8. How are the prices of Orphan Drugs regulated?
Prices of Orphan Drugs subject to the general regulatory framework for pricing of medicinal products. See Question 2, Regulatory, Pricing and Reimbursement Overview.
9. In case of reference price based on a basket of countries, what countries are included?
Not applicable.
10. Have there been any significant legal/judicial developments in relation to Orphan Drugs in your country?
No, there have not been any significant legal/judicial developments in relation to Orphan Drugs.
11. Are there proposals for reform or significant change to the regulation of Orphan Drugs? If yes, when are they likely to come into force?
Pursuant to the Council Recommendation of 8 June 2009 on an action in the field of rare diseases (2009/C 151/02) (OJ C 151, 3.7.2009, pp. 7-10), member states should take national actions in the field of rare diseases. The Ministry of Health announced the National Plan for Rare Diseases in February 2021. It presents a three-year strategy, for the period 2021-2023, defining specific objectives that are to be achieved in that period.
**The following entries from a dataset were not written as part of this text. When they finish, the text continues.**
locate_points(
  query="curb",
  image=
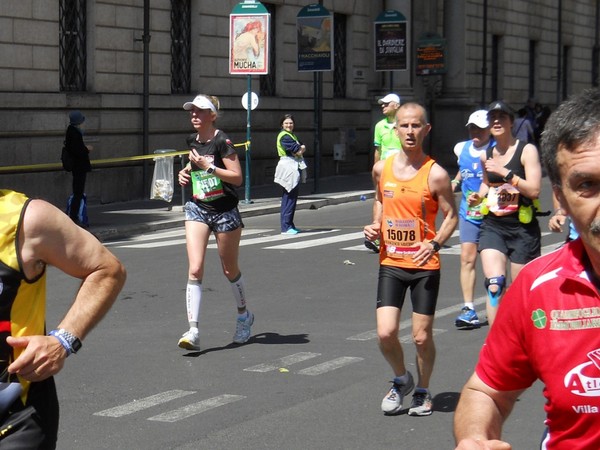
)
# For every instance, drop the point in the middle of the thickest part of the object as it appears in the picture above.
(246, 210)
It plans to ensure sustainable implementation of health policies aimed at the needs of patients with rare diseases, introducing systemic solutions to the health and social problems of those patients.
In February 2021, the Medical Research Agency, a governmental body, announced the launch of its PLN 100 million grant dedicated to research and development activities focused on rare diseases. The aim of this programme is to increase access to diagnostics and drug therapies in rare diseases.